Again, I must respectfully disagree. The story was not meant to be a ‘what if’ scenario in the form of a novel. My inspiration for writing this novel, and the series entire, was the characters and the situation they are in. It was not meant to make people think about what it would look like if the United States collapsed. If that’s what readers think about after reading it, then great, but that was not the point. If the reader understands that, then the year the story takes place in shouldn’t even matter to them. No matter when it takes place (say, 2025 for example), at some point in reality, that year will be in the past anyway. It’s like reading 1984 nowadays and being bothered that those events didn’t actually happen in the real 1984. You’d missing the point of the story.
“4. You were just graphic enough in your description of the various means murder, mayhem, sex trafficking, and rape that some readers may become very disturbed. I am in the military, working in the medical field, and have seen things that no human being in their right mind would want to see. Your descriptions brought back some very disturbing memories. As a professional, I would like to think that I am somewhat desensitized; I would hate to see how someone who has been a victim of violence and rape might respond. Now I am not saying to avoid the subjects; rather I recommend that if you address them, provide a warning in the book description as a courtesy to anyone who may not be able to deal with it.”

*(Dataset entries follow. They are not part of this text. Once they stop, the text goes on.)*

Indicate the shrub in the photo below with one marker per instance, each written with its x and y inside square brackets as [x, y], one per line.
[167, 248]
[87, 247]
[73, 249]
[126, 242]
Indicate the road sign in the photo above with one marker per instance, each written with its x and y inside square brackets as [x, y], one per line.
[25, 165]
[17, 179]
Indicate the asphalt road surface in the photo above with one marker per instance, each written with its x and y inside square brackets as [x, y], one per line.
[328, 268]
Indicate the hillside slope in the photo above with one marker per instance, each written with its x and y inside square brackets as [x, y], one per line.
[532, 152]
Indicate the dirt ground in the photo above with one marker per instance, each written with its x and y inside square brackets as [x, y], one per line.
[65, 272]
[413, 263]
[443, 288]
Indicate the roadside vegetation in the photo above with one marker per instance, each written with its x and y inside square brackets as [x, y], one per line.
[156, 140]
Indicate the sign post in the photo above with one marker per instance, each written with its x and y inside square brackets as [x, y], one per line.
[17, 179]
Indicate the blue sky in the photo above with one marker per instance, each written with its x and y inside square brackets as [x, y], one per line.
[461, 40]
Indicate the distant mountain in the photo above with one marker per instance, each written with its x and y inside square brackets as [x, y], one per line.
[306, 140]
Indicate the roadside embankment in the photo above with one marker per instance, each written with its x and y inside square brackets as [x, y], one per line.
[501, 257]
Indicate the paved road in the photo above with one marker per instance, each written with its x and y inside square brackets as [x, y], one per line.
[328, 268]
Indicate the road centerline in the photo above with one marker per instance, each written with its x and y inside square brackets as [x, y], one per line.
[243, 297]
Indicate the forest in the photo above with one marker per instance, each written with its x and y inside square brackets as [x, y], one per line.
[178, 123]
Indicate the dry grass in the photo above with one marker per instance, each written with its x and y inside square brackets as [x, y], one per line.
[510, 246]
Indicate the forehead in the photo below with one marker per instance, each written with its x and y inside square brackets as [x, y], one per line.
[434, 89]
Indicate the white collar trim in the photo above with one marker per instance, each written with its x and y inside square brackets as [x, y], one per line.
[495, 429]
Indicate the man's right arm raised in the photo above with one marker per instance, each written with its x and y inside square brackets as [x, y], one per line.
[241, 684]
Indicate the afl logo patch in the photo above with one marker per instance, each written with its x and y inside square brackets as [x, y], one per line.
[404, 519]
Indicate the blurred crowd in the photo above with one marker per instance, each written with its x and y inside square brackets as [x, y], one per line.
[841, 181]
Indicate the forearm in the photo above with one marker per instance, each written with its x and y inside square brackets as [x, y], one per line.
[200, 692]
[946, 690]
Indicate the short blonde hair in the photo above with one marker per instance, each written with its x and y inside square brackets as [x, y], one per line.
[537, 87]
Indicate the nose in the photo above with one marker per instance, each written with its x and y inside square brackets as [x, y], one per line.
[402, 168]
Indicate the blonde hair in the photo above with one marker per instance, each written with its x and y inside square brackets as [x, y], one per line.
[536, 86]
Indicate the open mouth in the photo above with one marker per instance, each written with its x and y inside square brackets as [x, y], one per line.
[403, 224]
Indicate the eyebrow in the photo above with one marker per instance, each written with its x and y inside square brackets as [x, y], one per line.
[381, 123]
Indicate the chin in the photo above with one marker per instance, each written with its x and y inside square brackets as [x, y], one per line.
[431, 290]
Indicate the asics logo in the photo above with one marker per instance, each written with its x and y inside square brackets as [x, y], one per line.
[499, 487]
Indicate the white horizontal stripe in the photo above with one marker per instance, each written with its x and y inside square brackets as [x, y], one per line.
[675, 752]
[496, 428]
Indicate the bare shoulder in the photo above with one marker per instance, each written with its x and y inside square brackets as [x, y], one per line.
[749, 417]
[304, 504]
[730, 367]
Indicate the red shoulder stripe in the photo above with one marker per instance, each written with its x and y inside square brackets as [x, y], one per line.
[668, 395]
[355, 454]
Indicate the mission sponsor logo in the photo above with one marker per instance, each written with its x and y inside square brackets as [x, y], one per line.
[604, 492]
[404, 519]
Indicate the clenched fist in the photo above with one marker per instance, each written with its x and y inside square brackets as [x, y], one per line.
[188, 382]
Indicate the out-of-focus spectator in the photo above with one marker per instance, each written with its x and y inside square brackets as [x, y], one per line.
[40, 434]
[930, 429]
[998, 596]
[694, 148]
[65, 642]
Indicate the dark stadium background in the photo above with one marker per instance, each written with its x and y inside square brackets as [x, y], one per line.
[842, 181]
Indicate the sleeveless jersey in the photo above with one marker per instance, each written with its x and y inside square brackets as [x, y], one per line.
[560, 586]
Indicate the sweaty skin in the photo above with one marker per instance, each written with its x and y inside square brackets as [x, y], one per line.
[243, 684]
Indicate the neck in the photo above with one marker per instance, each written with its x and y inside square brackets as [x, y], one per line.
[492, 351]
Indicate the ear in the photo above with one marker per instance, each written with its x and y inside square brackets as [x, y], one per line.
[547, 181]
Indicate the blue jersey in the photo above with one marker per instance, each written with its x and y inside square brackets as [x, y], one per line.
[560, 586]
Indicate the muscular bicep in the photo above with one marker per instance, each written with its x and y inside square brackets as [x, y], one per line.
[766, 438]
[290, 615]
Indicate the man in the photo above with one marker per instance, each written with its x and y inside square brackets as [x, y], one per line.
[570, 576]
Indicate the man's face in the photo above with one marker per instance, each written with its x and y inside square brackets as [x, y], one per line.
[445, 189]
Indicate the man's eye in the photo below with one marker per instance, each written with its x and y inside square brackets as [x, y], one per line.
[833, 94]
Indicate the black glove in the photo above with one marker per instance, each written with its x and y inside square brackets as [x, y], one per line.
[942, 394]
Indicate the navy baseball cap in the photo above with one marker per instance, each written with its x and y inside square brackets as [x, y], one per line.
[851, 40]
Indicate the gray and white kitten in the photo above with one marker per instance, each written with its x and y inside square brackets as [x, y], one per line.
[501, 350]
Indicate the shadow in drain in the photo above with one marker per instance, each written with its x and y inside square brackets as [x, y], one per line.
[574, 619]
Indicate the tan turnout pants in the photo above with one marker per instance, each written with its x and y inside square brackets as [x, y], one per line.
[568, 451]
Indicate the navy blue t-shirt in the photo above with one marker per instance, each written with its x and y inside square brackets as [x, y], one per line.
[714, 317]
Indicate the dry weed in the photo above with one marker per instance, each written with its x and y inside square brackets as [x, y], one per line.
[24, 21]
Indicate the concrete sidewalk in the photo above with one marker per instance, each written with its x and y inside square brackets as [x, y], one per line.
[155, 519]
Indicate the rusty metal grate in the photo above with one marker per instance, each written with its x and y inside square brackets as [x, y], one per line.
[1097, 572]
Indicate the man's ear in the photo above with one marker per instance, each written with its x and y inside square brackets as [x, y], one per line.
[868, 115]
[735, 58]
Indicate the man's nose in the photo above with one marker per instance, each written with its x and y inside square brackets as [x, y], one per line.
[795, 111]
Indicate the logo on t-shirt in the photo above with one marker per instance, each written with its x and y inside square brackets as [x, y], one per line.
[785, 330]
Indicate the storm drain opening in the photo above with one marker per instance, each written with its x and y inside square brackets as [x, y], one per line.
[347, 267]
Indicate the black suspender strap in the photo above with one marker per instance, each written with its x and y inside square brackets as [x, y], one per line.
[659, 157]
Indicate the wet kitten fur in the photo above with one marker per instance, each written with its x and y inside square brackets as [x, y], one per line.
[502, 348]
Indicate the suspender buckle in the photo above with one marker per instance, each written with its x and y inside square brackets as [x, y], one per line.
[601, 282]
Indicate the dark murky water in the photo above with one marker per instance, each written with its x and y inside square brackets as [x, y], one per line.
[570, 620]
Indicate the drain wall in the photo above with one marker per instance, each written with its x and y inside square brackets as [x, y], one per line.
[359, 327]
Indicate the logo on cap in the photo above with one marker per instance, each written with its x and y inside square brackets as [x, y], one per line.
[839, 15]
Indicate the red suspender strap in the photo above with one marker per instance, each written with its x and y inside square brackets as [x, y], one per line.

Thank you for your service, and I am sorry that certain events in the novel triggered such traumatic memories. I suppose it’s a matter of perspective. Most people who have spoken to me about the story haven’t had any issue with the violence in it. I didn’t think it would be an issue for most. None of the graphic descriptions, whether violent or sexual, were meant to be for shock value. Even Adam’s death wasn’t meant to be shocking. Everything was as I felt the story should go, and should be described. Cumulatively, I have spent hours thinking about whether I should make any major changes to the novel, whether it’s the POV-style chapters or the graphic violence, etc. I was honestly prepared to rewrite the whole thing, but ultimately concluded that they all serve the novel as they should. Remnant is not everyone’s cup of tea.
I hope you find this feedback useful.
Despite our disagreements, I did find it useful. I appreciated it immensely. If by some miracle you see this article, please tell me how I can send you the second novel, Resurrection, if you don’t have it already.